In article <>,  <> wrote:
> (Kaz Kylheku) writes:
>> Then there is something called ``socklen_t'' which breaks existing code that
>> uses functions which require a pointer to address length. Existing code uses
>> pointer to int for this, which is incompatible with a pointer to socklen_t.

No.  Because _any_ sane library _must_ have "socklen_t" be the same size
as int.  Anything else breaks any BSD socket layer stuff.

If you find a library for which that isn't true, shoot the library

>> I'm puzzled why size_t isn't used, since at least that is cleaner from a
>> language point of view. The size_t type is the result type of the sizeof
>> operator and is intended for representing object sizes, thus it is natural for
>> representing the size of an address structure.
>This is required by POSIX 1003.1g. If you don't like it complain to the
>comitee. It is also required by the Single Unix Specification.
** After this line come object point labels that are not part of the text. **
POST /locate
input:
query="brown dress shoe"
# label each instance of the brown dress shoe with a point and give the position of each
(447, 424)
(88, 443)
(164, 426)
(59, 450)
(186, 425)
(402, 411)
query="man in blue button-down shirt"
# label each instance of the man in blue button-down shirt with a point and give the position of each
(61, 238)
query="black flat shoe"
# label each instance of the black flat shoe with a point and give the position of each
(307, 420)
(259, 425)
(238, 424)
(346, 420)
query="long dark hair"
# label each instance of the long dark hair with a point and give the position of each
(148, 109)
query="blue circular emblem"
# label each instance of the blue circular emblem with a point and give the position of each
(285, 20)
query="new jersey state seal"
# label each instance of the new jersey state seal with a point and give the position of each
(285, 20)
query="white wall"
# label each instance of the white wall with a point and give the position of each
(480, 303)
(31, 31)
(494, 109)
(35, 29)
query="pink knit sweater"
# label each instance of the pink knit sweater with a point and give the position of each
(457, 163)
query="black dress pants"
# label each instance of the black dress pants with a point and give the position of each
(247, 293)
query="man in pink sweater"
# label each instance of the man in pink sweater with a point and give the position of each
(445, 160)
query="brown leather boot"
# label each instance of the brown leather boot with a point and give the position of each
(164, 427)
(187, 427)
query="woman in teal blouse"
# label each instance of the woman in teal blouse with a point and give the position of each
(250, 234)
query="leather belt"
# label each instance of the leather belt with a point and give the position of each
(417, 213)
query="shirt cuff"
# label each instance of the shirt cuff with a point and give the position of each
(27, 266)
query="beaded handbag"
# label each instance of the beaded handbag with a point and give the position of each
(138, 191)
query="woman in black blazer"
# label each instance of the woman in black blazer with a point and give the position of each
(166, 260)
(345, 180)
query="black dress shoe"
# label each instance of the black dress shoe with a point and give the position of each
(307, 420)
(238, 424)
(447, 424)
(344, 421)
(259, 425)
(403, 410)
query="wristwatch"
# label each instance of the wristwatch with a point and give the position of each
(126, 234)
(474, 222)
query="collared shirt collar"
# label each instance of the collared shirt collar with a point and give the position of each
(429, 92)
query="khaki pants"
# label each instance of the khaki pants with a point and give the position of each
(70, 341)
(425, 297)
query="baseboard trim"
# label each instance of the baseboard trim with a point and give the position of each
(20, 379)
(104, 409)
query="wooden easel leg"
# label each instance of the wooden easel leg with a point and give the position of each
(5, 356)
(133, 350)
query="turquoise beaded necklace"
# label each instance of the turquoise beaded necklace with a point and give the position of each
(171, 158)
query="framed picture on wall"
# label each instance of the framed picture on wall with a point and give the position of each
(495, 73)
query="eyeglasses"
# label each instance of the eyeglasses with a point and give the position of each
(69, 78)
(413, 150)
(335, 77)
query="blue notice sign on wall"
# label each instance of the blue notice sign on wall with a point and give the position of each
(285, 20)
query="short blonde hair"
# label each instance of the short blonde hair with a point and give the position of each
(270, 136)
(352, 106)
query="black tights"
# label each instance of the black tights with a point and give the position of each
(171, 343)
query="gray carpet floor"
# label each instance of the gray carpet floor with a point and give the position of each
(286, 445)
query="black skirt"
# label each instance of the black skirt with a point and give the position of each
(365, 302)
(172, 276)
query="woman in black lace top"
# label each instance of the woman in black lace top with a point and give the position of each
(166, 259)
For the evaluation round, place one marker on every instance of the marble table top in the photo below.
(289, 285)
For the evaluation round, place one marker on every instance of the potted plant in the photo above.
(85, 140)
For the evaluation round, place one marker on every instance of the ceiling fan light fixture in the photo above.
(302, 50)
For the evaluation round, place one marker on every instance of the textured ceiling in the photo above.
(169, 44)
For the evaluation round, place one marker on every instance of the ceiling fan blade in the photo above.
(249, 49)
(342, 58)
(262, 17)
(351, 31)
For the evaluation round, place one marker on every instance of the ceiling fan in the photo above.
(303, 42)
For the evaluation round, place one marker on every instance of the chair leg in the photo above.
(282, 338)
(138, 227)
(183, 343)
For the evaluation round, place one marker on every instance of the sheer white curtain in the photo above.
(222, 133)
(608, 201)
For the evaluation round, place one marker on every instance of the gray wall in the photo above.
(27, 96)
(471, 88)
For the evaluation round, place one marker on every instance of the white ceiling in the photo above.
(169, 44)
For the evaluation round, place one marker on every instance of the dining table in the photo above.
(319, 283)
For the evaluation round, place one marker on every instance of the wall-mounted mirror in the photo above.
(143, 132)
POSIX initially _did_ make it a size_t, and I (and hopefully others, but
obviously not too many) complained to them very loudly indeed.  Making
it a size_t is completely broken, exactly because size_t very seldom is
the same size as "int" on 64-bit architectures, for example.  And it
_has_ to be the same size as "int" because that's what the BSD socket
interface is.

Anyway, the POSIX people eventually got a clue, and created "socklen_t".
They shouldn't have touched it in the first place, but once they did
they felt it had to have a named type for some unfathomable reason
(probably somebody didn't like losing face over having done the original
stupid thing, so they silently just renamed their blunder).